I still thought it was a mad idea, but Zethus wholeheartedly believed in it, and it seemed that Agamemnon and my father did too. Agamemnon dispatched warriors to the forests of Mount Ida to cut down fir trees to build the gigantic horse. Zethus, the most talented of the carpenters and woodworkers, was in charge of the actual construction. The work went on for days. The men sang as they labored. In the evenings they told stories around the fires. They accepted as true what the oracles had foretold: the war would end in its tenth year. As near as I could count, we were well past the middle of that year. The war would soon end and we’d return to our homeland. I wanted to believe it too.

Remembering how my mother’s nimble fingers drew the bright-dyed weft thread across the warp, I stood at my loom and wove. I was no longer the unhappy child left behind by her mother, and I no longer cared whether I would ever be reunited with Helen. Soon Orestes and I would marry, and we would have children. While the men built their wooden horse, I wove a wedding veil.

Orestes and I were together as much as the fighting allowed. We hadn’t yet spoken to our fathers of our wish to marry. They were too deeply involved in organizing their final assault on the Trojans to be interested in their children’s love affair.

“This is how we’ll arrange it,” Orestes had proposed the previous night in my tent. “After the Trojans have been defeated, I’ll return to Mycenae with Agamemnon as he expects, and tell him of our marriage plans, and you’ll sail back to Sparta with Menelaus and Helen. I’m sure our two families, kingly brothers married to queenly sisters, will want to celebrate our wedding with the ceremonies and feasting it deserves. In the meantime,” he said, “I’ve brought you a surprise.” From a leather pouch he produced an intricately designed golden goblet made of two halves, neither of which would stand alone. “It’s a wedding goblet. I’ll keep one half, and you’ll have the other. It was my idea, but Zethus made it for us.”

“I didn’t know Zethus could work in gold,” I said, running my finger along the delicate etching of a wedding party. I was struck by the beauty of the goblet and overjoyed to have this promise of our future marriage. I thought it even more beautiful than the design Hephaestus had etched on Achilles’ magnificent shield.

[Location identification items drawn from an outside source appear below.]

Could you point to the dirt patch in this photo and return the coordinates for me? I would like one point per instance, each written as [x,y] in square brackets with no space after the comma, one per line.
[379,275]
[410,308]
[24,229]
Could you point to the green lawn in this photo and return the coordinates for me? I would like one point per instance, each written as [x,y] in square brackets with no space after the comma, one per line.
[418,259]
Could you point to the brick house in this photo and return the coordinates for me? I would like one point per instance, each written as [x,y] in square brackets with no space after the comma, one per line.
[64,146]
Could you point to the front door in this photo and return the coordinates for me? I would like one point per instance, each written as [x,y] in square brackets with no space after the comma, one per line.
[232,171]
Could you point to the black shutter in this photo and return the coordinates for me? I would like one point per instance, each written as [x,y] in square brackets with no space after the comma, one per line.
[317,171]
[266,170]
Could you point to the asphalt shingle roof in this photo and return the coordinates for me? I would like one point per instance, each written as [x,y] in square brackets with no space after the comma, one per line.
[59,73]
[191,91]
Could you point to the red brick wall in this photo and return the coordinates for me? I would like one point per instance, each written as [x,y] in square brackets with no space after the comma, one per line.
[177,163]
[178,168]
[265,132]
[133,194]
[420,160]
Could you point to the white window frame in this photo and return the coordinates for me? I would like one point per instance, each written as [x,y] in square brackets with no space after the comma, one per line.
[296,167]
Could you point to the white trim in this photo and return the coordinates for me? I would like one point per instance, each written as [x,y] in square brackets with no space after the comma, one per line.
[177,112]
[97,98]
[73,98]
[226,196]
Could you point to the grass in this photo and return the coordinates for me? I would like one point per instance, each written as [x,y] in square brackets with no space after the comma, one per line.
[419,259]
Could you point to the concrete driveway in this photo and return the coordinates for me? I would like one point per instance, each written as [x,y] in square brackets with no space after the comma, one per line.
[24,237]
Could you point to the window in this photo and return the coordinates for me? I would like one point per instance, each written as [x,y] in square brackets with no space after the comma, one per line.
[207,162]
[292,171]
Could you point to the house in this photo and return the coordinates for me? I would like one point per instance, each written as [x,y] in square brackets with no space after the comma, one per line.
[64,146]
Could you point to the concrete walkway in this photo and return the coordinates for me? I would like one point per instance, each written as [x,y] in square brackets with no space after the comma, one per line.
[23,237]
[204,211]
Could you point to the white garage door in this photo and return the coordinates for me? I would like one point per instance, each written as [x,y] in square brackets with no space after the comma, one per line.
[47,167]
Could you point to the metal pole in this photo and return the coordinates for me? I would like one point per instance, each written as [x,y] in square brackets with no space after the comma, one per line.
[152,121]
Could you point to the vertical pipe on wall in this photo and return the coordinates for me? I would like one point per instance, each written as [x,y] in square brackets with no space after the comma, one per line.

“Zethus can make anything,” Orestes replied. “Now we must have a little ceremony and make our betrothal official.”

He filled the two halves of the goblet with wine. We poured a few drops on the ground for the gods, pledged our love, and drank, each sipping a little from both halves, promising not to drink from it again until our wedding day. Orestes and I kissed and kissed again and again, until our passion was spent.

As I was weaving, Astynome came to my tent with her newborn baby, Chryses, and cooed to him while I worked. I told her what I was weaving, showed her my half of the wedding goblet, and confided the plans Orestes and I had made. But as I talked and wove, I made mistakes and often had to undo whatever I had just finished. Astynome laughed. “Maybe you should start with something simpler—like towels for a baby!”

“Astynome,” I said, laying aside the shuttle, “you’ve told me that you often have dreams of things that may happen in the future. You learned in a dream that Zeus and Hera were arguing. You knew that Thetis was having new armor made for Achilles, and you even knew that Achilles would die. And so I wonder,” I continued, “if you’ve ever dreamed of my mother. I haven’t seen her since I was a child, and I hardly remember her. What is Helen like now? Do you know?”